Politique et religion, 1640-1800

À la veille de la guerre civile de 1642, la sympathie pour la cause royaliste est grande au Pays de Galles. Mais les parlementaires trouvèrent également des adhérents parmi certains propriétaires terriens, comme Robert Devereux, 3e comte d’Essex, et Thomas Myddelton, ainsi que parmi des individus acquis à la cause puritaine, comme l’écrivain Morgan Llwyd et le soldat zélé John Jones de Maesygarnedd. Cependant, c’est principalement dans les comtés frontaliers et dans le Pembrokeshire que l’influence puritaine et les contacts commerciaux ont permis de gagner le soutien de la cause parlementaire. L’imposition du pouvoir parlementaire au Pays de Galles et le séquestre des biens des royalistes suscitèrent du ressentiment, et les missionnaires puritains se retrouvèrent à travailler dans ce qu’ils croyaient être un coin sombre du pays. L’Acte pour la propagation de l’Évangile au Pays de Galles (1650) a mis en place une autorité coercitive englobant à la fois la vie politique et religieuse, mais l’intervention de l’État est restée largement improductive.

Néanmoins, l’Interrègne a vu la formation de congrégations dissidentes, qui allaient jeter les bases de certaines des influences durables de la vie galloise moderne. Les plus radicaux étaient les Quakers qui, faisant une percée particulière dans le Montgomeryshire et le Merioneth, ont pénétré non seulement le territoire frontalier anglicisé mais aussi le cœur des zones de langue galloise. Suscitant l’animosité des hommes d’église et des autres dissidents, ils sont réprimés avec une sévérité que seuls les catholiques romains connaissent et sont contraints d’émigrer en grand nombre vers la Pennsylvanie. D’autre part, de petites églises rassemblées de congrégationalistes et de baptistes, dont la théologie était calviniste et dont la croyance et la conduite personnelle étaient régies par un code strict exposé dans leur pacte ecclésiastique, ont établi la tradition dissidente au sein des communautés rurales et des petites villes.

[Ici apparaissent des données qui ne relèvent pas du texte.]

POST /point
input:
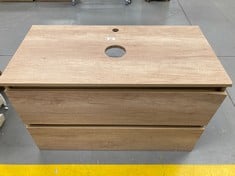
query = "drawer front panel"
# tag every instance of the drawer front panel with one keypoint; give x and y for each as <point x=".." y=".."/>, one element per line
<point x="113" y="106"/>
<point x="115" y="138"/>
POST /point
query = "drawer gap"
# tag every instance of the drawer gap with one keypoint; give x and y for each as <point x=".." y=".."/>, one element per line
<point x="180" y="89"/>
<point x="124" y="126"/>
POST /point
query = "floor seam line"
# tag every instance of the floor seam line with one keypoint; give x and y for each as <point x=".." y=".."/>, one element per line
<point x="187" y="18"/>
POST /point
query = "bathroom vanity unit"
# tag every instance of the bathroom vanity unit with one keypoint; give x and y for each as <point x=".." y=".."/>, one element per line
<point x="115" y="87"/>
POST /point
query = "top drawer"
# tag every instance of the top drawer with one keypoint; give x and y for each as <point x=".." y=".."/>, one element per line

Au 18e siècle, le méthodisme est devenu une influence nouvelle et puissante. Lancé par un mouvement de réveil d’une grande intensité dans les années qui ont suivi 1735, le méthodisme a été soutenu au sein de l’église établie par le biais de sociétés locales et d’une association centrale. Cependant, les influences combinées de l’ancienne dissidence et du nouveau méthodisme ont fini par transformer l’adhésion religieuse du peuple gallois au détriment de l’église établie. Bien qu’elle soit servie par d’innombrables hommes d’étude et de dévotion, dont Griffith Jones, dont les écoles itinérantes ont contribué de façon incommensurable à la croissance de l’alphabétisation, l’église était en proie à la pauvreté et à une direction inadéquate. Ainsi, la sécession méthodiste de l’église anglicane rendit inévitable le triomphe ultime du non-conformisme.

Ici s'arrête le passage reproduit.